Вольский, недовольный тем, что здоровенный мужик не смотрит, куда прёт, сморщился и обратил более неприветливый, чем прежде, взгляд на владельца заведения.
Анатолию физиономия человека, только что покинувшего ломбард, показалась подозрительной. Он почти не сомневался, что перед ними был преступный элемент. Но не пойман – не вор, и Анатолий переключился на ожидавшего их владельца ломбарда. Тот нетерпеливо переминался с ноги на ногу и постукивал пальцами по перегородке, за которой стоял; при взгляде на Вольского с Герером лицо его исказилось в гримасе неудовольствия, а может, отвращения.
Вольскому это не понравилось ещё больше.
Нравится владельцу, что его отрывают от работы, или нет, а у полицейских тоже были здесь свои дела, причём дела важные. И требовалось немедленно вмешаться, пока Вольский не взорвался и не налетел на, в общем-то, не сделавшего пока ничего страшного человека.

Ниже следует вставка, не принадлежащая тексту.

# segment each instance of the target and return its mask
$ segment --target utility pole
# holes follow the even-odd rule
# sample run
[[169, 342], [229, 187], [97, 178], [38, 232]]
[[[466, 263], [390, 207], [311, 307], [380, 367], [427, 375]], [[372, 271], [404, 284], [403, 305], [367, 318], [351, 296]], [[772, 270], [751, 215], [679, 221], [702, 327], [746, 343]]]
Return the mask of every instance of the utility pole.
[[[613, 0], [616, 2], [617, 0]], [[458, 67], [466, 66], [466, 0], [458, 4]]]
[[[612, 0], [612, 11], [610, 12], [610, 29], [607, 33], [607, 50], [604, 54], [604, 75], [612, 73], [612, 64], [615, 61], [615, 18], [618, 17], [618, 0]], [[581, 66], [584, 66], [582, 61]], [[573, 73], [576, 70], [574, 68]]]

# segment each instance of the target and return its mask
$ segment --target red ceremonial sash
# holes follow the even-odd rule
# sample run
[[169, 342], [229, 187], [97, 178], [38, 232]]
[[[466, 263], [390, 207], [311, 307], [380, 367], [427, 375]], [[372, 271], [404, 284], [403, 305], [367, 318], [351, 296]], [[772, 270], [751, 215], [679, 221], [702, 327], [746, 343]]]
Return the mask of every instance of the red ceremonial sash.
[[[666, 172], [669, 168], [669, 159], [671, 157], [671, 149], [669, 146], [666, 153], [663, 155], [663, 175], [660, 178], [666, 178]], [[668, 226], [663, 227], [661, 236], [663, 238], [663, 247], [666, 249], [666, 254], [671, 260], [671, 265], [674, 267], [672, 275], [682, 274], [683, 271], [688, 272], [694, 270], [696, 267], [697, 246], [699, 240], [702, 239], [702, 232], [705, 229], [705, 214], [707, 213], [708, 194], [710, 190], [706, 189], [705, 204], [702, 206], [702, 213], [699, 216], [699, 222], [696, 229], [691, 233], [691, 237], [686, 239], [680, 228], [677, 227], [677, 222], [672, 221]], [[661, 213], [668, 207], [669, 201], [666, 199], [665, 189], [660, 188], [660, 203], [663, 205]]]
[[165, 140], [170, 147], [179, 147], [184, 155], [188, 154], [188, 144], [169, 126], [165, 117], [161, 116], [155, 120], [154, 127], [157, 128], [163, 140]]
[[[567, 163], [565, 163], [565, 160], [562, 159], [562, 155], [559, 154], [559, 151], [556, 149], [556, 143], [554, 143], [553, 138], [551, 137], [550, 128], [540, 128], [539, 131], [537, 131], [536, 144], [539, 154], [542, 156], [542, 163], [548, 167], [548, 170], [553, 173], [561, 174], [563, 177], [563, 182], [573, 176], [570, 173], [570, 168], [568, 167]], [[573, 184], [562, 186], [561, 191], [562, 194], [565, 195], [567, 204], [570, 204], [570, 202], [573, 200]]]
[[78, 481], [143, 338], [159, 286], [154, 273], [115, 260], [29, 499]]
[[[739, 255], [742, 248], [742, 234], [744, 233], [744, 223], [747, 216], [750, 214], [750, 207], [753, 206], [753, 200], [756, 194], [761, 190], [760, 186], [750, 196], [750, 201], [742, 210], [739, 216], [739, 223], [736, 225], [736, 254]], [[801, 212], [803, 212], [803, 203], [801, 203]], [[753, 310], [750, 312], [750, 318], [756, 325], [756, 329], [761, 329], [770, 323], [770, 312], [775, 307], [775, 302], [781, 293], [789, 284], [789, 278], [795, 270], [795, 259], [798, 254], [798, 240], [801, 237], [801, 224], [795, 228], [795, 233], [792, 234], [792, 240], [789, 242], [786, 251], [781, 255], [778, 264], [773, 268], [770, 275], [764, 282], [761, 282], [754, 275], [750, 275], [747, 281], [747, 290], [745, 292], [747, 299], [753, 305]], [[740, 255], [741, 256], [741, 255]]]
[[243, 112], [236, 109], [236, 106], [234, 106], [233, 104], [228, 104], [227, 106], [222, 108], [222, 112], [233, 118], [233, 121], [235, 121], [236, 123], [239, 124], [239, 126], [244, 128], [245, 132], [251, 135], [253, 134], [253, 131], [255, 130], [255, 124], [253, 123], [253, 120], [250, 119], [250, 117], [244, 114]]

– Лейтенант Герер, – выступая вперёд, представился Анатолий и предъявил служебное удостоверение.
– А это? – неприветливо осведомился мужчина за стойкой, кивнув на Вольского, и скорчил очередную гримасу.
– Твоя смерть. – Евгений уже закипал.
– А это лейтенант Вольский, – ответил за коллегу Анатолий.
– Хм. Тоже лейтенант? – недоверчиво переспросил владелец заведения. – А так бывает?
– Бывает ещё и не так, – ответил или, кто знает, пообещал Вольский.
– Два лейтенанта. Как мило. Только второй лейтенант почему-то невежливый. Ну, во всяком случае, ясно распределение ролей.
– В смысле? – не понял Герер.
– Кто хороший, а кто плохой полицейский.
– Сейчас оба полицейских превратятся в плохих, если ты…
Анатолий положил руку на плечо Вольскому, призывая того успокоиться.
Кажется, помогло, хотя Евгений всё равно дёрнул плечом, сбрасывая ладонь напарника.
– На «ты» мы ещё не переходили, – заявил мужчина за стойкой.
Вольский порывистым движением отвернулся: не потому, что ломбардщик уличил его в некой недопустимой ошибке, а чтобы сдержаться, не наговорить и, тем более, не наделать лишнего.
Владелец ломбарда нагло улыбался.
«Пора это прекращать», – подумал Анатолий.
– Мы из полиции… – вновь заговорил он.
– Я уж догадался, – перебил собеседник.
– …и потому советую вам проявлять уважение.
– А я – вам. Я свои права знаю.
«Крепкий орешек. Но и не таких раскалывали».
– Вы знакомы с Юлией Митроновой и Александром Кондрачуком?
– Впервые о таких слышу.
– Неужели? И они никогда не посещали ваш ломбард?